For today's new 'mom-and-pops', eco-friendly practices are a way to stand out from the crowd during these tough economic times.
Ed Rainey, business development leader for Oakland, Calif.-based Back to the Roots, says its home mushroom gardens use recycled coffee grounds for soil and a cardboard box for the pot - for about the same cost as supermarket mushrooms.
"What we're trying to do is make food personal. That's our mission. So we're trying to get food on everybody's kitchen counter that they can grow in any type of environment. "
Back to the Roots' gardens are sold in stores such as Whole Foods.
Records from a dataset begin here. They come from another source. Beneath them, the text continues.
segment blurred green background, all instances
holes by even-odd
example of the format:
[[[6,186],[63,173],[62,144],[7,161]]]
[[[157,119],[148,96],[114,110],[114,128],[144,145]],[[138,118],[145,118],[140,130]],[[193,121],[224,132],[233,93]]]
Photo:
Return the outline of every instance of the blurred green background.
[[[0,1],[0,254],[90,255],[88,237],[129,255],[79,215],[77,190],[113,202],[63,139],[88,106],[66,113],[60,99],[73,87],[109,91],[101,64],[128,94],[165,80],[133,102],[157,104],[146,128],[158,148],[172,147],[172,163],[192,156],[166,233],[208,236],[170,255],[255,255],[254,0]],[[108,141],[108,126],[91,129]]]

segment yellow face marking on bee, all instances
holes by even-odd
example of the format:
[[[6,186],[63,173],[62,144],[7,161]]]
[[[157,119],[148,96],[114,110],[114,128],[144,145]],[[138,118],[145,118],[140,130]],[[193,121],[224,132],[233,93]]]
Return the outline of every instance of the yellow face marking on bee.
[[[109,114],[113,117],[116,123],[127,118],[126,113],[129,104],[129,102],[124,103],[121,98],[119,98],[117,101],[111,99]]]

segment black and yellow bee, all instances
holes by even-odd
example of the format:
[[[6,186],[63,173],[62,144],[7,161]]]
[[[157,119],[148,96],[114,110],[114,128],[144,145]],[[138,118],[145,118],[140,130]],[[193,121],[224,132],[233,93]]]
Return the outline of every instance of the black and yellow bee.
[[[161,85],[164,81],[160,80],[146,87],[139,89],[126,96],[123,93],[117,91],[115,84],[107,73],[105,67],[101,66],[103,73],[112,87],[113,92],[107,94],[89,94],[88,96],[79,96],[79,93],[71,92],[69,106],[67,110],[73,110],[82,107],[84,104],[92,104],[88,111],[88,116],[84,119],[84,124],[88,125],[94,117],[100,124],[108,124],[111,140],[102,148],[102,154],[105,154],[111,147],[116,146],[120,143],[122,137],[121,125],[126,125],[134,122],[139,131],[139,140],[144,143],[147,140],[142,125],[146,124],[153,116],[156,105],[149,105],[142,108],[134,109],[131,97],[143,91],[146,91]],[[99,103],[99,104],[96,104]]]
Unlike "greenwashing" - where companies deceptively imply that they have eco-friendly policies - Back to the Roots and some startups are fully committed to LOHAS (or Lifestyles of Health and Sustainability) values embrace sustainable practices, from hiring to production.
Snack Packers, based in Washington, D.C., is on a mission to banish the vending machine. Founder and self-proclaimed snack curator Ali Cherry says her company makes healthy and tasty alternatives to chips and other processed snacks.
"I think you stand in front of the vending machine and you seek to find the least bad option. You don't actually know what you're getting. You can't look at the ingredients or nutrition label."
Contrary to most vending machine items, Snack Packers are packaged in recyclable containers.
Also a part of the trend are clothing manufacturers such as KeoKjey, which produces eco-friendly women's clothes crafted by severely challenged women in small Cambodian workshops. Rachel Fowler, who's fluent in Khmer, received a Fulbright grant before she founded KeoKjey to get a better idea of the needs and wants of the HIV-positive women with whom she'd be living and working.
"I think the most important thing is talking with people and listening to what they have to say before you share your opinion - because you're in their culture. "
The American Sustainable Business Council (ASBC) calls these types of businesses part of the triple-bottom line economy - a way to create sustainable prosperity for all. The sustainability sector even has contests for promising projects, such as last weeks' business plan competition at the LOHAS Forum in Boulder. All three businesses were finalists, and Back to the Roots took home the top prize.
The ASBC sent a letter to President Obama this week laying out how environmentally friendly business growth can be a way to build and grow the U.S. economy.